Building e/OS 0.22 for Motorola One xt1941-4 (deen)

Owners of a Motorola One smartphone (offered in 2018/2019) have enjoyed at least two years of security updates every second month – as promised by Motorola/Lenovo in the ads. The device was initially delivered with Android 8.1 Oreo and received two full version updates to Android 10. Not too bad for a pretty low priced device (I bought mine for 160 EUR) . Unfortunately, the two years update promise was regarded as fulfilled in October 2021, and no more updates were distributed since then.

The device was used as a daily driver and I even took it upon myself to change a broken display. So what now? Dispose it off, although it is still full functional? Seems to be a crazy waste of resources, doesn’t it?

So I went to search for a so-called custom ROM that would be maintained to hopefully include recent and future security fixes of the Android system. Although there are quite a lot of devices supported by the popular Lineage OS, the Motorola One is not among them. Over the last ten years there must have been literally several hundreds, if not thousands of devices with different hardware specs. And since a custom ROM has to be manually ported to each device, by far not all smartphones are provided with a custom ROM.

As my research went on, I found an unofficial build of Lineage OS 17.1 ( = Android 10) from June 2020. Unofficial builds are not maintained, and the people who did the port stopped working on it after the first version. This is a pity, because they really did the job well. As far as I can tell, the ROM was fully functional.
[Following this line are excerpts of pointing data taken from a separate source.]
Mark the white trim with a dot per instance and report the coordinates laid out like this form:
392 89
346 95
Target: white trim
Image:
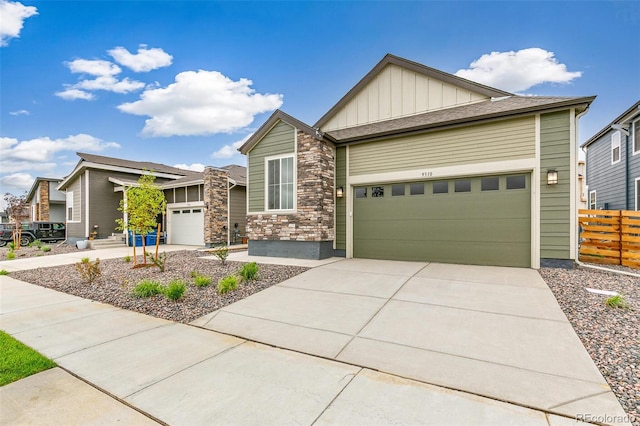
480 169
637 193
86 205
293 156
615 140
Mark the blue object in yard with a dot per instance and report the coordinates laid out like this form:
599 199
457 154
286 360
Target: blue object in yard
138 240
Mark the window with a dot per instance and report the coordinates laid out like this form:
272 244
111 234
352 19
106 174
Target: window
377 191
280 183
516 182
361 192
635 130
416 189
397 190
615 148
440 187
490 184
462 186
70 206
Viele Wege führen nach ROM!

Edmund Bünting

I never compiled or even ported a custom ROM, and I was not sure if I would be up to the challenge, or if I could spare the time to dig into it. However, it came to my mind, if it would be possible to reconstruct the building of this Lineage ROM for the Motorola One, it should not be too much hassle to recompile it using more up-to-date platform source code or even more recent kernel sources?

It took me about 30 hours of research, spread out over several weeks, and much trial and error to get the build system to work. Somewhere down the road I also experimented with GSI (Generic System Image, aka „Treble“) images, but could not find something proper. Using an e/OS GSI image yielded an „almost“ usable device, but without sound when making a call – just a little more than inconvenient with a phone after all. However, I decided to just combine my effort with the task of building the latest e/OS version. This is quite straight forward, since e/OS strongly relies on Lineage OS and uses much of the same sources and building environment.
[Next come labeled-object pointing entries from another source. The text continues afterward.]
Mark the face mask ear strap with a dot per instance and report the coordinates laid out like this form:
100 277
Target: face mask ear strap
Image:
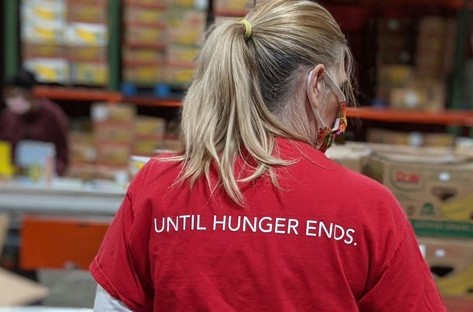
309 79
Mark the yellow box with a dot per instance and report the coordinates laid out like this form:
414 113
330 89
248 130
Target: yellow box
143 15
31 50
86 13
82 147
89 73
113 154
43 13
87 54
182 55
145 35
105 112
135 55
143 74
150 127
178 75
6 164
232 5
84 34
42 33
49 69
146 147
111 132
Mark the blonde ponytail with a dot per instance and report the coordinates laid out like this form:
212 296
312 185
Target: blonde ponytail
245 77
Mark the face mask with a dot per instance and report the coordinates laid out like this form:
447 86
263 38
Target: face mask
18 105
326 136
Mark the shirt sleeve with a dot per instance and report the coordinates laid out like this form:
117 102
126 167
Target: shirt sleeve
406 283
121 266
106 303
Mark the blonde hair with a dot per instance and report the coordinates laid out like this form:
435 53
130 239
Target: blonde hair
240 96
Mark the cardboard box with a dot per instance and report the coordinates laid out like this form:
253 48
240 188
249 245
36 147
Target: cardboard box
351 156
42 33
82 147
49 13
189 4
82 170
112 132
48 69
451 262
182 55
144 35
123 113
151 56
179 76
232 5
436 191
149 75
87 54
144 15
89 73
84 34
31 50
419 95
80 12
146 147
113 153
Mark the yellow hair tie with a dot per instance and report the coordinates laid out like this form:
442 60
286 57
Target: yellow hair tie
247 28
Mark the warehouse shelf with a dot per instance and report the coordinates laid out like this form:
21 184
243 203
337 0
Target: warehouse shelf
152 101
77 94
448 4
447 117
225 13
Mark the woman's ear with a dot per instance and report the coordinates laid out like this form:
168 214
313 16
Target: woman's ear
314 85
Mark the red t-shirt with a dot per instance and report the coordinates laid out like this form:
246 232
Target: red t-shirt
325 239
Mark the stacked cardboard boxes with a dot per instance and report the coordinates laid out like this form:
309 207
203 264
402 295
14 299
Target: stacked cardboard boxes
64 41
87 38
118 133
412 65
43 24
186 22
144 41
435 188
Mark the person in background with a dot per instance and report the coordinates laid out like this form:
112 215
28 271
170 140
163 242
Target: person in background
252 216
27 117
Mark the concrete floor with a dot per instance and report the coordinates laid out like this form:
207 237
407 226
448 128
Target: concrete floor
68 288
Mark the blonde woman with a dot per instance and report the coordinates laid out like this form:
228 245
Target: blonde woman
252 216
To cut a long story short: In the end I successfully built and installed my very own version of e/OS 0.22 – Lineage 17.1 – Motorola deen ROM on my trusty Motorola One! And it turned out, that everything seems to be working fine:

  • Booting / rebooting
  • Charging
  • Display / touchscreen
  • Speaker / microphone
  • Headset (line)
  • Phone calls
  • Play music
  • SMS
  • Wifi
  • Mobile data, 4G
  • fingerprint sensor
  • FM radio
  • NFC
  • Bluetooth (speakers)
  • GPS
  • Cameras
  • Acceleration sensors
  • Moto Gestures

And, at least the Android platform files are of current patch level. The vendor files are from 2019.

My very own custom ROM! Of course there will be no OTA updates…

So it was proved that it can be done: Compile a non-maintained custom e/OS ROM based on Lineage OS. But what now? With the vendor files already being 2 years old, this seems not such a great improvement compared to the latest stock ROM update from October 2021 in terms of security patches for this device. The next step therefore should be to embed the latest versions of the vendor files in the device tree of the build system. Indeed, a new challenge for a noob like me. But if this could be achieved, at least the current level of security could be maintained, and the platform files would be updated with each new version of e/OS.

So hopefully I can keep my Motorola One smartphone running with a decent amount of security patches for a few more years.